Платина и шоколад | страница 54



Было лишь его запретное тепло, сжимающие пальцы. Был он, и не было его слов. Они будто оседали на нём самом. Прокладывали глубокие морщины от крыльев тонкого носа до углов губ. Почти против воли Гермиона попыталась поднять руку, чтобы стереть их, однако он лишь крепче сжал её, чуть выше локтя, не позволяя коснуться себя.

А она никак не могла стряхнуть с себя облако этого оцепенения.

— Ты слышишь меня? — беззвучно. — Ты сдохнешь…

Сантиметр, застывший между ними. Господи. Это же Малфой.

И от этого осознания по спине промчал неровный строй мурашек. И прежде, чем Гермиона осознала, что делает, они приподняла голову, приближаясь к его губам. Заставив его замереть. Это была не она. Его запах делал это с ней.

Малфой снова тряхнул её за плечи, легонько. Словно догадался, что она собирается сделать.

— Не смей, — ещё тише, чем предыдущее. А взгляд потерян, как и её собственный. Почти испуган.

— Ладно.

Чувство режущего дежавю исчезло. Все мысли в голове сжались в одну твёрдую точку, когда Гермиона снова слегка приподнялась.

Когда она едва тронула губы Малфоя своими. Когда — и это было самое страшное — он не пошевелился. Только окаменел ещё сильнее. А его губы, кажется, в одно мгновение стали ледяными и обжигающими одновременно.
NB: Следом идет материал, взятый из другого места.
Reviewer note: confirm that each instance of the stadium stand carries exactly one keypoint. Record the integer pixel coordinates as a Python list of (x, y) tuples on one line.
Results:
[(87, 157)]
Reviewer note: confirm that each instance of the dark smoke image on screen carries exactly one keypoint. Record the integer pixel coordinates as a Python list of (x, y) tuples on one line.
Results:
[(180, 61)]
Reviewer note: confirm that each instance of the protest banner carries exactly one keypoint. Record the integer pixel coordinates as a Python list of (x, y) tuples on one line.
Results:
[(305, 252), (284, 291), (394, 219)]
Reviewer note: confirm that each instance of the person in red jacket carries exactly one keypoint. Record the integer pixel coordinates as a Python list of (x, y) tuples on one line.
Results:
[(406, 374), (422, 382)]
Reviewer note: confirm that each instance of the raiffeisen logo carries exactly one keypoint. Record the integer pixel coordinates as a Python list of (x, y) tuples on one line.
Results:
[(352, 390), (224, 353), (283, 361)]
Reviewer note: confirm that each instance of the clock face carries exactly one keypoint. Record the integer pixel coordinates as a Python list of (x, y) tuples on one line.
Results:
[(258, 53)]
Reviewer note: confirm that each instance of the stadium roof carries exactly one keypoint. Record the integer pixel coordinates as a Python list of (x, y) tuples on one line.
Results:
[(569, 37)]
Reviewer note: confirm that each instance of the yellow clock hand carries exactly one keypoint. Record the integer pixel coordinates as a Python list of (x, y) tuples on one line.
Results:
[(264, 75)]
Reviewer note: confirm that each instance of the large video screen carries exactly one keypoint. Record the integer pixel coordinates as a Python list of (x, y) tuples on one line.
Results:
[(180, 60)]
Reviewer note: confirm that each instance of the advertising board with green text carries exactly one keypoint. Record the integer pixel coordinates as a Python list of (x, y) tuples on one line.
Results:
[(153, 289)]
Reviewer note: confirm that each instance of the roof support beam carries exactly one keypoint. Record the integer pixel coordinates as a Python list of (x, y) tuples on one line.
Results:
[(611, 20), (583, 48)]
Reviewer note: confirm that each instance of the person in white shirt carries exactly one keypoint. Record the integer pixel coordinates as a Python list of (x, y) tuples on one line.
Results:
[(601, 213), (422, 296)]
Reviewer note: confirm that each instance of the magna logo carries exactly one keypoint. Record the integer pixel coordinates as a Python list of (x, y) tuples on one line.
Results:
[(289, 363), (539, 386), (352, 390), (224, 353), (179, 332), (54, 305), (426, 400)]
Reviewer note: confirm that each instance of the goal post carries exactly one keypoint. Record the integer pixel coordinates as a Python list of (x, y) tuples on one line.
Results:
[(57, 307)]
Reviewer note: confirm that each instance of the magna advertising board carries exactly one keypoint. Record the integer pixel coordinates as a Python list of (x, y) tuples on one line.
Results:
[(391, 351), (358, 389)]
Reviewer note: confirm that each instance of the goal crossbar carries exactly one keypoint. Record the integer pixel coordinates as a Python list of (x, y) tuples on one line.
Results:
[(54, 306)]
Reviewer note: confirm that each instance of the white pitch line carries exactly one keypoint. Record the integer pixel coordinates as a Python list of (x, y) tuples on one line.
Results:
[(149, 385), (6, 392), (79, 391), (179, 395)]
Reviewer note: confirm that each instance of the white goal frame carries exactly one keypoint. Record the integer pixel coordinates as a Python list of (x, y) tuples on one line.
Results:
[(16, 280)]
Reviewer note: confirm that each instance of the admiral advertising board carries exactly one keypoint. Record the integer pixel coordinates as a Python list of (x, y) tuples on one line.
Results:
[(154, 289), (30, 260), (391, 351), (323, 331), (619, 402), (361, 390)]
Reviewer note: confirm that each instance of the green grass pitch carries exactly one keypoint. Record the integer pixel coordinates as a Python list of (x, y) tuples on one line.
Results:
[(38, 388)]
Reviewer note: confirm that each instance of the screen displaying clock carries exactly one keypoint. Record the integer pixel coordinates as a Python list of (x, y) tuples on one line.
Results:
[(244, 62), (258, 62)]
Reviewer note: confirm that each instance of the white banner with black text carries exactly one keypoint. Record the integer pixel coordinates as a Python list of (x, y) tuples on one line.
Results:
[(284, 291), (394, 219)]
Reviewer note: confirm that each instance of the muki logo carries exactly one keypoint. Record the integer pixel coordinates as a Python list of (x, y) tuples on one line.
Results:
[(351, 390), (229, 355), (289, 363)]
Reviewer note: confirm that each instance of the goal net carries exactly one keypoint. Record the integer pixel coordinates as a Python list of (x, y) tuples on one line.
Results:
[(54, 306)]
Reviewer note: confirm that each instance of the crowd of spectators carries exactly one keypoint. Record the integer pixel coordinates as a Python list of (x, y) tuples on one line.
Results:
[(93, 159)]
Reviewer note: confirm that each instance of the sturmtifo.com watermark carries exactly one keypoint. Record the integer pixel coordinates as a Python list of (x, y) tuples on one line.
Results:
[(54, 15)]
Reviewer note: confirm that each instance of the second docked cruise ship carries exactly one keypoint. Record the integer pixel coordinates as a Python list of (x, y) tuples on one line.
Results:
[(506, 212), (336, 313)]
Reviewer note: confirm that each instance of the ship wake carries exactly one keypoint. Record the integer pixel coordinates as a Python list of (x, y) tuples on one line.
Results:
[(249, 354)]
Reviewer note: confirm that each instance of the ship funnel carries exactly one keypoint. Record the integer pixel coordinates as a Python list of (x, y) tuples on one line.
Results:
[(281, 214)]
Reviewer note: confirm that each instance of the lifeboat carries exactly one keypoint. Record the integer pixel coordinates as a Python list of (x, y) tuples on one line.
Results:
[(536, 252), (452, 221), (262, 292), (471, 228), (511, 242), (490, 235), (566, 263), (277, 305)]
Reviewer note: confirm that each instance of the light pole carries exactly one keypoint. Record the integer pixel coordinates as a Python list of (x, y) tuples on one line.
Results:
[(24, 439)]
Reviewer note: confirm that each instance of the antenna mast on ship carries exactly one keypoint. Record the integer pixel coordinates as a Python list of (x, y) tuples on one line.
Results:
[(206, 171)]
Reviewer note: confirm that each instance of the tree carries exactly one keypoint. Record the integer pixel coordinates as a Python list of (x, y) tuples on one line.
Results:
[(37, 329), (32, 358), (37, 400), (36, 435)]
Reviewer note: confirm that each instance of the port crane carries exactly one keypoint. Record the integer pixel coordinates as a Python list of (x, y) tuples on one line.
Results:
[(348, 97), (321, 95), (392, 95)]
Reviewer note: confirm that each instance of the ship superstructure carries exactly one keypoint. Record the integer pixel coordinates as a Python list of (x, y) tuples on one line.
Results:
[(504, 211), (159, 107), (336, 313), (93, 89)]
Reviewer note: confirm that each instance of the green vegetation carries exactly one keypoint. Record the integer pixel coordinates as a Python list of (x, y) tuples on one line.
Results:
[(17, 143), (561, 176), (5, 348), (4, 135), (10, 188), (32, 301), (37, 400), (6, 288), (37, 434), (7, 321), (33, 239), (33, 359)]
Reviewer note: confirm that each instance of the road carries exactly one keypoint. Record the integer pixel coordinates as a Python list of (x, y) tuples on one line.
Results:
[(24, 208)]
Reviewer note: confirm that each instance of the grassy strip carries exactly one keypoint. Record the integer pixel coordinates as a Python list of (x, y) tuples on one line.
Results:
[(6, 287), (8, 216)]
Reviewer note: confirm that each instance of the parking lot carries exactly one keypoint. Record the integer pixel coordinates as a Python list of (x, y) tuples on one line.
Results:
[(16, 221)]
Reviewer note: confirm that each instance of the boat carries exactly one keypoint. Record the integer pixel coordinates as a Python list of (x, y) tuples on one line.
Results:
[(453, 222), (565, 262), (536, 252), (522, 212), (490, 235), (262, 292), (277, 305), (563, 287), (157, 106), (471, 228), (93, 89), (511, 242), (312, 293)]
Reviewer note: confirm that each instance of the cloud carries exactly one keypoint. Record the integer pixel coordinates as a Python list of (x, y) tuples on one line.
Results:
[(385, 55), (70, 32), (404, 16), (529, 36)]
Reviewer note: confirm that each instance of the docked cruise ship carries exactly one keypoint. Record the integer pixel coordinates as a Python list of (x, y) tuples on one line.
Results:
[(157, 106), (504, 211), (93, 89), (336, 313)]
Мерлин, Гермиона… Это конец, наверное. Потому что от ощущения тёплого дыхания на своей щеке и чужого неподвижного рта на своём собственном у неё едва не подогнулись ноги. Тихий млеющий выдох, граничащий со стоном, вырвался из груди, она просто не успела его сдержать.

Хватило одной секунды. Одного удара сердца, чтобы руки его тут же сжались ещё сильнее, будто он собирался оттолкнуть её. Конечно, он оттолкнёт её. Он даже не закрыл глаз. Смотрел на неё в немом недоумении и не двигался.

А она смотрела на него, чувствуя, как ледяной взгляд считывает из её глаз эти умоляющие непроизнесённые интонации — не отталкивай, не сейчас, пожалуйста— и не двигался. Словно… позволяя?

Гермиона пообещала себе умереть после этого. Сразу же. И, опуская ресницы, медленно приоткрыла рот и осторожно потерлась им о его плотно сжатые губы. Не соображая, слыша лишь, как грохочет в ушах собственное сердце.

Это ничего не значило. Ничего.

Это было прекрасно.

Легкое и самое горячее прикосновение в её жизни, которое послало ток по всему телу, переворачивая внутренности. Она целовалась и прежде, конечно. Виктор дважды целовал её, глубоко и мокро. Тогда она думала только о том, насколько долго он собирается терзать её рот и в какой разрез это идёт с поддержанием гигиены и уровня кислотного баланса во рту.